Andrea Lincoln
Andrea Lincoln graduated from MIT's undergraduate program with a double major in Mathematics and Electrical Engineering & Computer Science in 2014. She then received a Masters in Engineering in Electrical Engineering & Computer Science from MIT in 2015, advised by Erik Demaine. In 2016, she graduated with a Masters in Computer Science from Stanford, advised by Virginia Vassilevska Williams. Andrea Lincoln was awarded a Stanford Graduate Fellowship in 2015. She was then awarded the EECS Merrill Lynch Fellowship in 2017. She received the NSF GRFP honorable mention in 2016 and 2017. She is currently a Postdoctoral Researcher at UC Berkeley.
Many fundamental algorithmic problems are inefficient to solve, given modern input sizes and computational hardware.

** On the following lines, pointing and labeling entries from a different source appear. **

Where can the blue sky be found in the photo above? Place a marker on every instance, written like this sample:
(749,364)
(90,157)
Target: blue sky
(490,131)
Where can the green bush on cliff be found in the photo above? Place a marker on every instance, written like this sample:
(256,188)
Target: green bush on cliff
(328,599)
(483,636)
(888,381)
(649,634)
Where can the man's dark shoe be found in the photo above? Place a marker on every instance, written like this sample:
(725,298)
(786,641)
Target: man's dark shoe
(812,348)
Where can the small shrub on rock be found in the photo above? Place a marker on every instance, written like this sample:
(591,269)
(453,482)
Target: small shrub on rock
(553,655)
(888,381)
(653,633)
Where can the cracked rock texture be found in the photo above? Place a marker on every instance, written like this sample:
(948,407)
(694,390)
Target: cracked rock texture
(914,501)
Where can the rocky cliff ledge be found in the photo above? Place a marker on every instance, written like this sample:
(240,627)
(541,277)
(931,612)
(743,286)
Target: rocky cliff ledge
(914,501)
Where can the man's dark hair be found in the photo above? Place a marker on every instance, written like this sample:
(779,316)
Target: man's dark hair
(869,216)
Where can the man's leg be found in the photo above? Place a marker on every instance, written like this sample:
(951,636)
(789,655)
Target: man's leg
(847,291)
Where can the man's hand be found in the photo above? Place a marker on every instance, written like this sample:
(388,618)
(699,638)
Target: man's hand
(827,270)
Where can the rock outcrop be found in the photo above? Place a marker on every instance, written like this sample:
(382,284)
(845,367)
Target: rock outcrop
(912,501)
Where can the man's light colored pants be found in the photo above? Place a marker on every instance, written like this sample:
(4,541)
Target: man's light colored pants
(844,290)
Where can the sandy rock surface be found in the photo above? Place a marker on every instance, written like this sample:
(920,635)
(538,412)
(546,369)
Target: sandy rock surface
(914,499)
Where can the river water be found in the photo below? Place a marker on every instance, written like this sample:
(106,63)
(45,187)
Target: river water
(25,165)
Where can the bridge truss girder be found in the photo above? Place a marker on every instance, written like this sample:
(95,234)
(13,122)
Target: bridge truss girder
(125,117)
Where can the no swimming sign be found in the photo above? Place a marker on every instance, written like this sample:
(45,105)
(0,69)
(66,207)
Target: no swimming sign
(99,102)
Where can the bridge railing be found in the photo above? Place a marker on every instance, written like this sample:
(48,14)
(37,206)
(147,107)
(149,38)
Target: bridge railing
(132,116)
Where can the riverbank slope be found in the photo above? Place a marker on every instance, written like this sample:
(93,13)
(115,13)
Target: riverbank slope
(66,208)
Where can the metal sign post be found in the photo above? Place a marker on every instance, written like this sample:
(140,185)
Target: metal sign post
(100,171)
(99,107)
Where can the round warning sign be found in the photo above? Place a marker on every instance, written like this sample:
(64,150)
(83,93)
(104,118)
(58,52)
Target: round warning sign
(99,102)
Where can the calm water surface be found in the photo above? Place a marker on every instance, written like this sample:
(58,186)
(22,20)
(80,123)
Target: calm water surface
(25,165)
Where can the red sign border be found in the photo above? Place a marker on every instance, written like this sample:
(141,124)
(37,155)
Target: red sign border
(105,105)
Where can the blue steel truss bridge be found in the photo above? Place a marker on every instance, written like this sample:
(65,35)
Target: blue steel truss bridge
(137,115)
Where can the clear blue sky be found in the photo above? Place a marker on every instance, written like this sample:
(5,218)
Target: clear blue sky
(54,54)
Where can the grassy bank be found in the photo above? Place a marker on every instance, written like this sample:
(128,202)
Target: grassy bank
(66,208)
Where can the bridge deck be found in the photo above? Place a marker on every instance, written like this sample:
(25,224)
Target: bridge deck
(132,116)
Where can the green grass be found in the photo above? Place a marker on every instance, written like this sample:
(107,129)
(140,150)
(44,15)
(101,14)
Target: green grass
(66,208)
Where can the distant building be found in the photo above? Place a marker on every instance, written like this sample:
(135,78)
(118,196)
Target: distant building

For many of the problems, the best known runtimes have not significantly improved in the last 60 years. Fine-grained complexity (FGC) focuses on the exact constant in the exponent for these problems, with a primary focus on polynomial-time problems. FGC research focuses on finding conditional lower bounds, i.e. lower bounds that are guaranteed to hold if certain specified conjectures are true. There are three conjectures which have been most studied in fine-grained complexity: 3-SUM, All Pairs Shortest Paths, and Satisfiability.
Andrea Lincoln's PhD thesis is on the topic of the application of FGC to other areas of theoretical computer science. Her thesis focuses on studying the core assumptions of FGC and three areas of applications: (1) FGC in models other than the RAM computation model, (2) fine-grained average-case complexity and algorithms, and (3) fine-grained cryptography.